As long as John listens to Tommy, he’s a defeated man who doesn’t believe in himself. He’s totally miserable.

But what if John had grown up with a loving, caring friend instead? What if he had someone who appreciated the work he put in? What if he had someone who supported him unconditionally?

With THAT kind of friend by his side…who would John be today?

I think you’d agree that he’d be an entirely different person. Unrecognizable.

John wouldn’t be so hard on himself for his mistakes. He’d recognize his abilities and push himself to seize important opportunities. He’d believe he was good enough, even to be with attractive women. John would have gained more life experiences and therefore been more excited to put himself out there.

That John would be a confident, motivated man who recognizes his self-worth. He’d be so much happier, too.

If you had a chance to help someone like John, would you?

Well, you’re in luck — you do have that power. Because there’s something I have to tell you…

Your inner voice

You are John.
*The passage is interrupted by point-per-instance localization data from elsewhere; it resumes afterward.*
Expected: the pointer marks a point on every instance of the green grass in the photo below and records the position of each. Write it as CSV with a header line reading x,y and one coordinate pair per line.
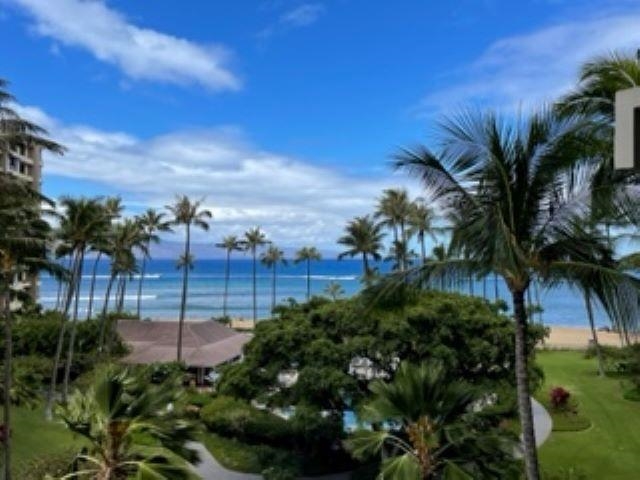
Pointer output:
x,y
609,449
34,437
232,454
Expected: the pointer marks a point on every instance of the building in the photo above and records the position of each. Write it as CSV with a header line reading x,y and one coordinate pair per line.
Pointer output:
x,y
205,345
24,162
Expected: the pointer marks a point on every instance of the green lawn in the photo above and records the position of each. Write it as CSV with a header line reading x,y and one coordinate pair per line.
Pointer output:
x,y
33,437
610,448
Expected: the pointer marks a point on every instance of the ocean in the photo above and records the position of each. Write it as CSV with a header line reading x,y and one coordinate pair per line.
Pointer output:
x,y
163,282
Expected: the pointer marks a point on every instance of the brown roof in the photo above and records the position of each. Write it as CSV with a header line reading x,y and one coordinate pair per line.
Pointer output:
x,y
204,344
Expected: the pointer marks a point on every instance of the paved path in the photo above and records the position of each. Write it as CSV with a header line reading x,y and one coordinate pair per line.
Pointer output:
x,y
210,469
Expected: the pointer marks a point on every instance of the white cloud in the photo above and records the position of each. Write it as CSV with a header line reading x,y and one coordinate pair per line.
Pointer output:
x,y
141,53
524,70
303,15
295,202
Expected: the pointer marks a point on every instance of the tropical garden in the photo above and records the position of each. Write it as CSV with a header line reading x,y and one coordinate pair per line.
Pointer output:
x,y
418,376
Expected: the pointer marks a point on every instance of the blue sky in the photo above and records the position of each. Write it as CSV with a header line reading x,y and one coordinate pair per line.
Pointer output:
x,y
282,113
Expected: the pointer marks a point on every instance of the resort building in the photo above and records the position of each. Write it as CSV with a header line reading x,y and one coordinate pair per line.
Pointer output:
x,y
205,345
24,162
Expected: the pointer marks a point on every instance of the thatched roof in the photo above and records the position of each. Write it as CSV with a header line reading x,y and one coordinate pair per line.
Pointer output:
x,y
204,344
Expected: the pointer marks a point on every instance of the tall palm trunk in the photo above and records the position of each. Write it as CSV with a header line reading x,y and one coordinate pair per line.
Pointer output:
x,y
255,298
8,357
105,309
227,273
72,339
273,288
185,286
48,411
143,268
588,305
308,279
522,386
93,285
365,264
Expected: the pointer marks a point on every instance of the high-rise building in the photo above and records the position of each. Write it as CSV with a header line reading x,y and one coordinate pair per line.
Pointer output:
x,y
25,162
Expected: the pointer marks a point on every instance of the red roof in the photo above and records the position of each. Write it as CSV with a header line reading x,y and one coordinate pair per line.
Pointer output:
x,y
204,344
And your inner critic you listen to every day is Tommy.

Maybe when you read this story, you felt disturbed or angry. Maybe Tommy’s behavior sickened you. You knew in your gut that John had to get away from that asshole.

If your mother, father, sister, brother, or best friend were in John’s situation, you would NEVER stand for it.
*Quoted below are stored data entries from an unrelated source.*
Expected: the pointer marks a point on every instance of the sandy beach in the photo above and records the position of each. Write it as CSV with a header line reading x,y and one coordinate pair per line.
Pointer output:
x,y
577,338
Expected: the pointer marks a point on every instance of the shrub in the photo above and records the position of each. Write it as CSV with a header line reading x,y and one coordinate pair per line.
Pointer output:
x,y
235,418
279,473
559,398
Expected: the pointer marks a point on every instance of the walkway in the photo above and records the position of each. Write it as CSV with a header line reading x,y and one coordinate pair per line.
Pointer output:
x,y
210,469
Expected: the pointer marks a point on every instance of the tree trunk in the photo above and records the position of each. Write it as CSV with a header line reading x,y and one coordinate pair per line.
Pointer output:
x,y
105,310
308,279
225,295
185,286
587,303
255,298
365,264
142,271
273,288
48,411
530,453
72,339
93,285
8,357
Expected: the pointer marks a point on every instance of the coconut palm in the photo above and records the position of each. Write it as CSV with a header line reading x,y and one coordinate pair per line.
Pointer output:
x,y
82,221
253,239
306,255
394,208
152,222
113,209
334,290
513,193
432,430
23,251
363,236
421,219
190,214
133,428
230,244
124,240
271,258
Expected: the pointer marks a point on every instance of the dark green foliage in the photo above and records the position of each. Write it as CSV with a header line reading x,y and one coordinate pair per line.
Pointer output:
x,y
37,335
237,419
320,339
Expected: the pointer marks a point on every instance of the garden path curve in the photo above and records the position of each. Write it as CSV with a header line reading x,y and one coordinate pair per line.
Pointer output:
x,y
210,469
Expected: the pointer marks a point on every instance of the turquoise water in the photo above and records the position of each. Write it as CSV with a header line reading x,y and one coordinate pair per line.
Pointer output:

So how dare you treat yourself like that?!

The way you talk to yourself determines who you become. You might not be happy with who you are now, but ask yourself…

How much of that is reality? And how much of that is the reality you create by listening to Tommy’s voice?
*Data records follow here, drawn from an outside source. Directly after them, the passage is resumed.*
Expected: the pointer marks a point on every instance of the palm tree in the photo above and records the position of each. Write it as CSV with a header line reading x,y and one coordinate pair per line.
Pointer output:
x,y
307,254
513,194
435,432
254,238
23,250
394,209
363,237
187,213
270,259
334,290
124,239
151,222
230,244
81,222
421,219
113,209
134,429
Who would you be if you showed yourself the same love, admiration, and respect you give to those you care about? What if you quickly forgave yourself for your mistakes? What if you reminded yourself that you could always try again?

What if you showed yourself gratitude for your efforts even if you hit temporary setbacks? What if you recognized all the amazing qualities and values you have right now and not what you’re lacking?

This isn’t about lying to yourself or pretending to be someone you’re not. It’s not about becoming a self-absorbed narcissist. It’s about consciously changing how you speak to yourself on a daily basis.

Set reminders and proactively be kind to yourself out loud for two minutes every day. Recognize all that’s good about you and all the good you’re trying to do. Be mindful of the moments when Tommy rears his ugly head, chop him in the fucking throat, and say something nice instead.

You have the power to write your own story. Choose your words carefully.

  1. Hector on July 24, 2019

    I did not see that coming…Nice job Nick!

    • Nick Notas on July 24, 2019

      Thanks Hector!

      • Robert on July 24, 2019

        Yep agree did not see that coming thanks Nick And have a fun Day.

  2. Bradley on July 24, 2019

    “It’s about consciously changing how you speak to yourself on a daily basis.”

    This quote is really cool. Because reading this made me think, yeah, but how do I stop that inner critic from talking all day long? And I guess it’s conscious effort every step of the way until it becomes habit. And what an amazing habit to build.

    • Nick Notas on July 24, 2019

      I’m glad the words resonated with you. It’s really that simple but yeah implementation is everything. You’ve just got to practice it until you’re talking to yourself like that without even thinking of it.

  3. Josh N on July 24, 2019

    This article hits home to me. When I was younger I grew up with a lot of peers and relatives of the kind mentioned in this article. It had a profound impact on my confidence, and even though they are no longer in my life their voices would echo in my head. Fortunately I’m taking steps to overcome this.

  4. Seymoure on July 26, 2019

    Hey Nick, your advice helped me greatly in my dire time of need. It opened my eyes and red pilled me irreversibly. I will never look at interpersonal relationships with rose colored glasses again. I still love women and enjoy them but now with a different understanding and knowing the crucial truths every heterosexual man needs to know. I thank you and wish you health and success. Have fun in Spain, I’ll be in the area but due to other engagements won’t be able to attend. Hopefully in the future.